Cooling Off Period – Mixed messages in the US and China air traffic market
The US-China aviation market has stagnated. For the first time in years growth will have come to a halt as of March 2019. The 12-month rolling average of capacity between the two nations will have stopped growing, according to OAG data.
In a world where air travel growth typically follows economic growth because consumers tend to prioritise travel when they have a bit more disposable income, this is surprising. China’s economy may be slowing but by the standards of most countries’ growth of 6.3%, which is being forecast for this year by the OECD, is enviable. Meanwhile in the US, the economy is expected to grow by 2.7% this year, respectably above the OECD average. It’s not hard to attribute the cooling off in air services to the face-off taking place between China and America. But there are mixed messages.

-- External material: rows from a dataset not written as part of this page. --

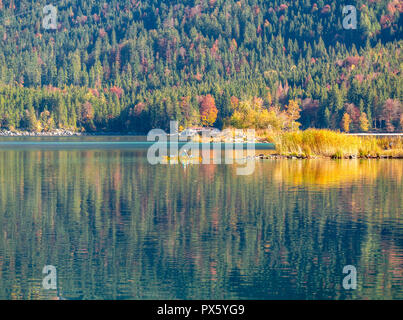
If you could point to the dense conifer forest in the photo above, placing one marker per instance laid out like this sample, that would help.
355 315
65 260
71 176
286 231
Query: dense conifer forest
131 65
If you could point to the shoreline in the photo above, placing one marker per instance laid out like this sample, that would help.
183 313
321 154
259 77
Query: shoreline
63 133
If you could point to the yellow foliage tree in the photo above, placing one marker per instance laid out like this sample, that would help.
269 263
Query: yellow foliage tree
364 123
345 122
293 112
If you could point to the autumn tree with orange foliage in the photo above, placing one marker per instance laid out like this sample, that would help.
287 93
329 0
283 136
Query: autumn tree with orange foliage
208 110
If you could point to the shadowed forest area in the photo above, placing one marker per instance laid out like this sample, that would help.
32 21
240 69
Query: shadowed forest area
134 65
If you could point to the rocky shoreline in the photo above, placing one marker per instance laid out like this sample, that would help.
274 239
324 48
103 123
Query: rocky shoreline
61 133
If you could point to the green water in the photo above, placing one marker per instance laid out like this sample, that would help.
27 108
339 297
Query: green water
116 227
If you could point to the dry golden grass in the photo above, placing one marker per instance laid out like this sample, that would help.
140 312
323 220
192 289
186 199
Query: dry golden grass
327 143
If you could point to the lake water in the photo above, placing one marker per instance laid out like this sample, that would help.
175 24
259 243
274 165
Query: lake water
116 227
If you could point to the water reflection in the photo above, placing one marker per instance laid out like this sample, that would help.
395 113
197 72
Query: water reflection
117 228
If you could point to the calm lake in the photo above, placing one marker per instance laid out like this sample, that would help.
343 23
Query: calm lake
116 227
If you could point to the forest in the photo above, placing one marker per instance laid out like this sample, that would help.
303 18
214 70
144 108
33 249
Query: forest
131 65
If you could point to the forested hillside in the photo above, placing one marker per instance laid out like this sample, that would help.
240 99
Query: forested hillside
133 65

Source: Schedules Analyser
Capacity may have stagnated but airlines are still adding routes. There were 48 routes between the US and China being operated by direct scheduled air services in January, four more than January last year. New were Atlanta-Shanghai, Las Vegas-Shanghai Pudong, Los Angeles-Shenyang, Los Angeles-Xi’an, and Honolulu-Hangzhou, while San Jose-Shanghai was dropped.
Airlines have been adding between four and eight new routes each year for at least the last five years, demonstrating the durability of these air services. Many of these have been between secondary Chinese cities and the US, and often operated by Chinese carriers as the American airlines have found it harder to make these routes work for them. United Airlines dropping of its Hangzhou service in October 2017 is a case in point.
More recently American also dropped its services from Chicago to both Beijing and Shanghai, citing low yields from high volumes of connecting traffic. With little appetite to expand air services by the Americans, future growth may need to lie with the Chinese airlines.
Source: Traffic Analyser
However, not surprisingly, a closer look at the country of origin for each booking i.e. the country where the first flight on an itinerary is located, shows that it may be Chinese travellers who are driving the current market dynamics. Overall traffic, or airline bookings, between the US and China for the most recent month available, November 2018, showed that traffic, like capacity, was flat. There were 0.1% fewer air passengers in November 2018 compared to November 2017. What is more, while passengers with a US point of origin, who made up 57% of all bookings, were up by 3.3%, travellers with a Chinese point of origin were down by 4.4%.
This goes to show that while the industry rule of thumb which links air traffic growth to economic growth mostly holds good, politics can throw a spanner in the works.